Thu, Feb 24, 2011 - Page 20 News List

YouTube in talks to stream NBA, NHL games live


YouTube said it’s in talks with the National Basketball Association (NBA) and the National Hockey League (NHL) to broadcast live games, building on the popularity of cricket’s Indian Premier League (IPL) last year.

YouTube aims to show more live sports in the second half of the year, said Gautam Anand, Google’s director of content partnerships for Asia Pacific, in an interview in Seoul on Tuesday. He declined to give details of the discussions with the NBA and NHL.

Adding live sports broadcasts may help YouTube expand revenue by keeping viewers on its site longer to woo more advertisers.

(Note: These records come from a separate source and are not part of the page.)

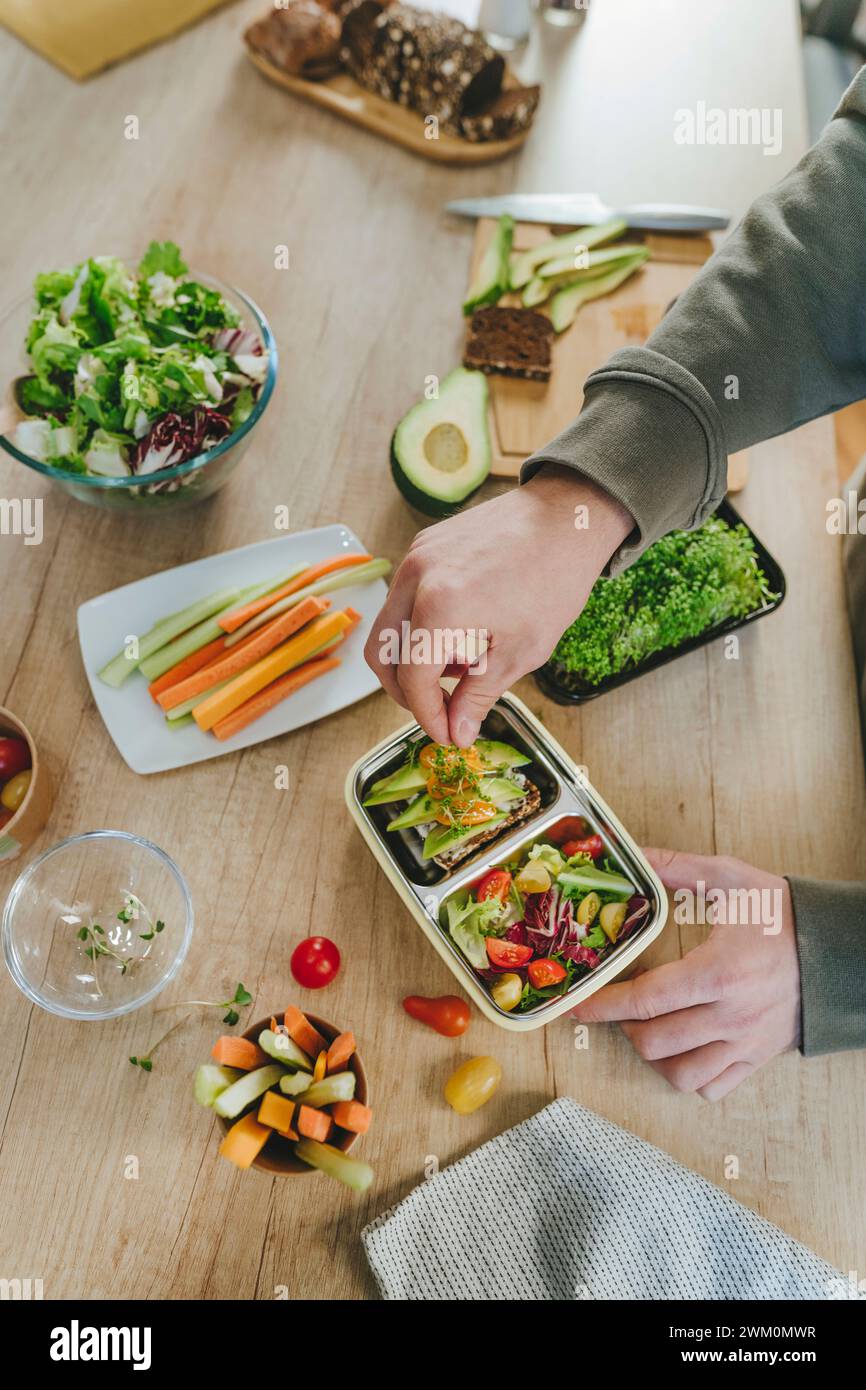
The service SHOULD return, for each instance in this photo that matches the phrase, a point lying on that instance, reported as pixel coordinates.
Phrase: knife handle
(665, 217)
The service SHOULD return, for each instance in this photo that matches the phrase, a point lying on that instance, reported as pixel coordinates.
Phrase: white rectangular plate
(134, 719)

YouTube’s contract to show cricket from the IPL, which gives the Google unit a share of ad -revenue from games and the league’s Web site, brought in 55 million visits from more than 250 countries, Anand said.

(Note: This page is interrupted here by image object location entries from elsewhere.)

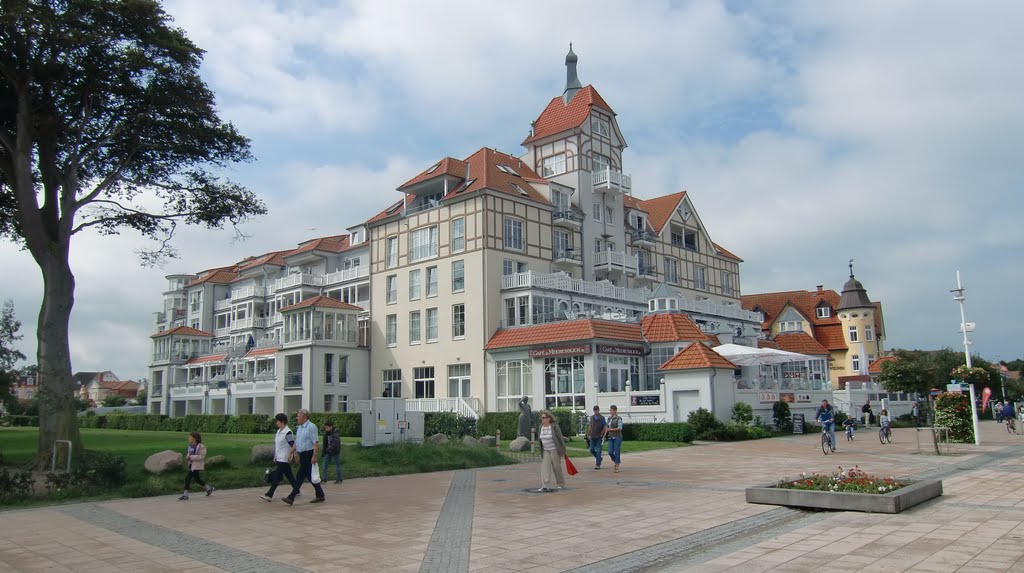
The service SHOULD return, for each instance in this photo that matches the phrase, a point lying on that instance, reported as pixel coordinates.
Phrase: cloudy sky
(807, 133)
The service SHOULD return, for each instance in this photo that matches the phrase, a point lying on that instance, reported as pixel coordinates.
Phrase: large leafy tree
(104, 126)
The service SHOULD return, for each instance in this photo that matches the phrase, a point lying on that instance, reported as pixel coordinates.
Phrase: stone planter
(892, 502)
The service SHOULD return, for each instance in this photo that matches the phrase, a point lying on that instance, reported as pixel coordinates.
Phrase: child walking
(197, 463)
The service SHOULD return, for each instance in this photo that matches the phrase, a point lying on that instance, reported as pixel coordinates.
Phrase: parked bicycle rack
(53, 459)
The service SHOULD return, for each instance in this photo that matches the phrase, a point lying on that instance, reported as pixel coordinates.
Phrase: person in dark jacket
(332, 451)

“It’s fair to say that there will be a lot more appealing sports content you’ll see on YouTube,” Anand said. “We have ongoing conversations with pretty much everyone.”

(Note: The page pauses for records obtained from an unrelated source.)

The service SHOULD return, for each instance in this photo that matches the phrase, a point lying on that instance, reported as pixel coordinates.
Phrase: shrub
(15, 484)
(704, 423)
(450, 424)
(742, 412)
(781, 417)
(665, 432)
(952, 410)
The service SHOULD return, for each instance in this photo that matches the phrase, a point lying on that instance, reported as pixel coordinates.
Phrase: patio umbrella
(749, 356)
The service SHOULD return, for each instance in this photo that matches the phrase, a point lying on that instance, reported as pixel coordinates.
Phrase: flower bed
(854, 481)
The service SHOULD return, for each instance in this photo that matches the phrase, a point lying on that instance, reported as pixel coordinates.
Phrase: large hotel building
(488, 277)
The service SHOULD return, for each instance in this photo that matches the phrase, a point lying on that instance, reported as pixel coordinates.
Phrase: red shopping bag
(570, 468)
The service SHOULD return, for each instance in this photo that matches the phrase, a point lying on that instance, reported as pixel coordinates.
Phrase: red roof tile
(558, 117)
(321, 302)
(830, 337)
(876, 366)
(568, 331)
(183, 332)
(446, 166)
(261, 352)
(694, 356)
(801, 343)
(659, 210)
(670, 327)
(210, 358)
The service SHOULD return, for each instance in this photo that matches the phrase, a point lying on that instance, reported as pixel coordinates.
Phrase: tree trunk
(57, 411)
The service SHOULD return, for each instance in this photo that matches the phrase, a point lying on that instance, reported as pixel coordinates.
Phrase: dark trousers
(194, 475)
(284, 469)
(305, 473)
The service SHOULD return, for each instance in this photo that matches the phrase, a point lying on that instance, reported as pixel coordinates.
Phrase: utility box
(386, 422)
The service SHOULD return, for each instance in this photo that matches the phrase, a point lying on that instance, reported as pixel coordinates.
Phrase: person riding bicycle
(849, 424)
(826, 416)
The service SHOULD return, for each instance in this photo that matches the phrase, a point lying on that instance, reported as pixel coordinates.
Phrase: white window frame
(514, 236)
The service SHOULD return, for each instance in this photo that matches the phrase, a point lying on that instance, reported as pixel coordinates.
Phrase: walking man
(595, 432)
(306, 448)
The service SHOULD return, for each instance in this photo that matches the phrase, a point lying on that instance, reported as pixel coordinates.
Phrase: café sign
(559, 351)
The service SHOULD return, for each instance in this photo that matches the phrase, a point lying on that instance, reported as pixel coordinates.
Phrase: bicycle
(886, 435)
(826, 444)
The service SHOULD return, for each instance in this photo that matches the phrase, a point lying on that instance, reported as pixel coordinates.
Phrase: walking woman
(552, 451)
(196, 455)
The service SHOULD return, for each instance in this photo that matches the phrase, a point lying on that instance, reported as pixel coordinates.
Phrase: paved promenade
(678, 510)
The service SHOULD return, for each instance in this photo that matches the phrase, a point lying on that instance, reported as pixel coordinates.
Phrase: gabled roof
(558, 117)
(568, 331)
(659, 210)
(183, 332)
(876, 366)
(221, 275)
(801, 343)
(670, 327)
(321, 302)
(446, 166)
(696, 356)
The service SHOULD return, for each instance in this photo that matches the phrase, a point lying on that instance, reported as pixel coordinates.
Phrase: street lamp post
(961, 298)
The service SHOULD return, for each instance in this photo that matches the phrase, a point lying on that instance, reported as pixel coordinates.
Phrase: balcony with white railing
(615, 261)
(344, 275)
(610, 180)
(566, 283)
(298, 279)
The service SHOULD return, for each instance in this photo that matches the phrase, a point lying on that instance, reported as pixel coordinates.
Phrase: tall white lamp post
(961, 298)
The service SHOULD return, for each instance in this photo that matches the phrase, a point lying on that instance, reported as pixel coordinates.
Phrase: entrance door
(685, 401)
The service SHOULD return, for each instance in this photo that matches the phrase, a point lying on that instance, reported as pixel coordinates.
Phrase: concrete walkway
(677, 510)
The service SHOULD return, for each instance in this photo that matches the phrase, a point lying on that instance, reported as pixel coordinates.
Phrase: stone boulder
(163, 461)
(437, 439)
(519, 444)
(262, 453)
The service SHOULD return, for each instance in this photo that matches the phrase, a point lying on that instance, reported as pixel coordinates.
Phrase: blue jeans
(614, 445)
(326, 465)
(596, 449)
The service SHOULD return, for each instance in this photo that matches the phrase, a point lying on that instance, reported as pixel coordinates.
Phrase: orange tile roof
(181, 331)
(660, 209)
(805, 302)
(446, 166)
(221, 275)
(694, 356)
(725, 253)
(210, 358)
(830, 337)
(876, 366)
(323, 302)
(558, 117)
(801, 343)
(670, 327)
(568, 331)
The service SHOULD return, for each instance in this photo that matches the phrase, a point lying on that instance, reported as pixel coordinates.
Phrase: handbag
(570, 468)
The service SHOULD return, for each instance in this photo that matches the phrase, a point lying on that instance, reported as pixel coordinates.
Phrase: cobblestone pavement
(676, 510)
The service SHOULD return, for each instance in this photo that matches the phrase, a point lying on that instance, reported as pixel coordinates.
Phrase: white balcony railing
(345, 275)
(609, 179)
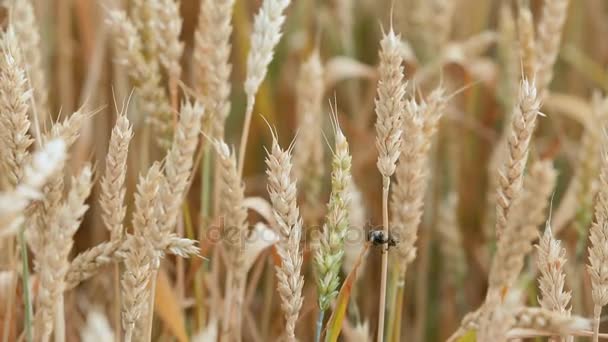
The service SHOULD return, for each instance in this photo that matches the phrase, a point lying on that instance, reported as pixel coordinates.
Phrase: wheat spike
(140, 256)
(528, 214)
(551, 262)
(52, 260)
(179, 161)
(282, 191)
(27, 31)
(420, 121)
(144, 73)
(329, 256)
(211, 56)
(167, 27)
(308, 152)
(43, 164)
(548, 41)
(265, 36)
(113, 189)
(523, 122)
(14, 122)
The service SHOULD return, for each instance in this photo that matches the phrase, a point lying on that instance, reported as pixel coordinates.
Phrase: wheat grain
(42, 166)
(14, 122)
(144, 73)
(598, 250)
(112, 196)
(52, 265)
(179, 162)
(449, 234)
(528, 214)
(140, 258)
(523, 122)
(527, 40)
(329, 256)
(167, 27)
(551, 262)
(282, 191)
(212, 67)
(264, 38)
(27, 31)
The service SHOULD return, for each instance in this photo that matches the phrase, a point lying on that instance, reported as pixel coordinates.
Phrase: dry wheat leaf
(168, 308)
(334, 325)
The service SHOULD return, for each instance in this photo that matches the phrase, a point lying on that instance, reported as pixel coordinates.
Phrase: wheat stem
(382, 302)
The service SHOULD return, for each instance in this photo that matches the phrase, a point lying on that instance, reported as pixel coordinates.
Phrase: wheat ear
(514, 244)
(523, 122)
(527, 40)
(308, 152)
(53, 264)
(451, 247)
(212, 68)
(112, 194)
(598, 236)
(140, 256)
(144, 73)
(283, 196)
(389, 109)
(27, 31)
(329, 255)
(14, 122)
(179, 162)
(234, 213)
(43, 164)
(264, 38)
(550, 30)
(551, 262)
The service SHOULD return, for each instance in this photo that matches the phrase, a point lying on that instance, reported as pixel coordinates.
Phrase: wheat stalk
(523, 121)
(330, 254)
(389, 108)
(598, 251)
(211, 56)
(52, 265)
(140, 258)
(527, 40)
(282, 191)
(27, 32)
(548, 41)
(43, 164)
(234, 213)
(144, 73)
(264, 38)
(308, 152)
(112, 196)
(14, 122)
(551, 262)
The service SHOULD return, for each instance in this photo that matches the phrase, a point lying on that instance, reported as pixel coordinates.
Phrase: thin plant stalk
(245, 135)
(396, 321)
(597, 312)
(117, 301)
(59, 331)
(152, 299)
(382, 302)
(27, 301)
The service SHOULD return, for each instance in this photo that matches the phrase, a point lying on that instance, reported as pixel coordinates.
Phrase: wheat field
(303, 170)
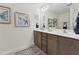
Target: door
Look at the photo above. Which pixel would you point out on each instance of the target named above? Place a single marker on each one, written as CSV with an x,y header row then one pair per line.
x,y
37,38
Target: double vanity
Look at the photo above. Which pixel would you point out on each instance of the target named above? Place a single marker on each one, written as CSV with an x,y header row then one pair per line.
x,y
56,42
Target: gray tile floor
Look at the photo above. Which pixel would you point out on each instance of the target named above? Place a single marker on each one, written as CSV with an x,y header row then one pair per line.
x,y
34,50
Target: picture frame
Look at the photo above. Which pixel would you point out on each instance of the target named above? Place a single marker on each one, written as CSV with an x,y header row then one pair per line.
x,y
5,15
21,19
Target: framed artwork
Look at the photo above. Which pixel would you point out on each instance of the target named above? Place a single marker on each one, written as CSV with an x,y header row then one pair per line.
x,y
5,14
21,19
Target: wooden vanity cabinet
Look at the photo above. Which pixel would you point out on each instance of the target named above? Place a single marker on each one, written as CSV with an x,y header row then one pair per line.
x,y
66,46
52,44
44,42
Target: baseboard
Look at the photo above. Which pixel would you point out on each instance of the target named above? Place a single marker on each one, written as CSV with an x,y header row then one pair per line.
x,y
12,51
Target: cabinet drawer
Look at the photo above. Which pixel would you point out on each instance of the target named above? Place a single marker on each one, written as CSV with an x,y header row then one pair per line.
x,y
44,38
44,34
50,36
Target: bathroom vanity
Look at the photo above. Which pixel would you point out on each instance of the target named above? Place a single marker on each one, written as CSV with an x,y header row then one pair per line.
x,y
56,42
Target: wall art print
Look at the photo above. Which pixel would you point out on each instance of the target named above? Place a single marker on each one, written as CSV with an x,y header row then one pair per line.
x,y
21,19
5,14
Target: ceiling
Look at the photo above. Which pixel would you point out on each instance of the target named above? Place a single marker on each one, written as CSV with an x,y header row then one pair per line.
x,y
56,7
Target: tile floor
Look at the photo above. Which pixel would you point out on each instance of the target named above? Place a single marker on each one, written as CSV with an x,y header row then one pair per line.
x,y
34,50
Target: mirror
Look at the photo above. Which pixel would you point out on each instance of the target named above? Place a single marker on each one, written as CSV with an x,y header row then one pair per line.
x,y
56,14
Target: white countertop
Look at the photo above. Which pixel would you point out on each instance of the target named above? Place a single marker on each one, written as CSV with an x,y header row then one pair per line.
x,y
69,33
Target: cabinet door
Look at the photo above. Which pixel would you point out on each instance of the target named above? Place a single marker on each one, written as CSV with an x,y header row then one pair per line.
x,y
37,38
44,42
65,46
52,44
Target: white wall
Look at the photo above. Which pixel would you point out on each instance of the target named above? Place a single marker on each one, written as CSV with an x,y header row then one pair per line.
x,y
12,37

Mountain View, California-based Google is in negotiations with “most pro sports leagues” including the NBA and NHL, as well as soccer leagues in Europe, said Brian Suh, head of YouTube Partnership at Google’s South Korean unit, in a separate telephone interview on Tuesday.

“We’re pleased that YouTube recognizes the value of live sports,” Michael Bass, senior vice president for marketing communications at the NBA, said yesterday.

Gary Meager, senior vice president for public relations at the NHL, did not reply to a telephone message and e-mail request for comment.

Where new live-streaming services will be offered depends on each deal, said Lois Kim, a spokeswoman for Google Korea. YouTube streams Major League Baseball games in Japan, where major TV broadcasters don’t feature the sporting events.

One of the key goals for YouTube this year is to offer longer clips of movies and shows under the lead of former Netflix Inc executive Robert Kyncl, Anand said. Google also hired Claude Ruibal, former chief executive and chairman of Universal Sports, as the head of sports content partnerships for YouTube this year to boost sports content, Anand said.

During the IPL broadcast, viewers spent on average 40 minutes watching each match, he said. The company needs to do more to keep its viewers on the site for longer than the average daily 15-minute session, compared with the multiple hours consumers spend in front of televisions, according to Hunter Walk, director of product management at YouTube.

“One of the good things about IPL was that it really proved to a lot of sports leagues that broad-scale live-streaming type of exercise is something that’s possible,” Anand said. “They took notice of IPL and have come to us and entered into a lot more serious discussions.”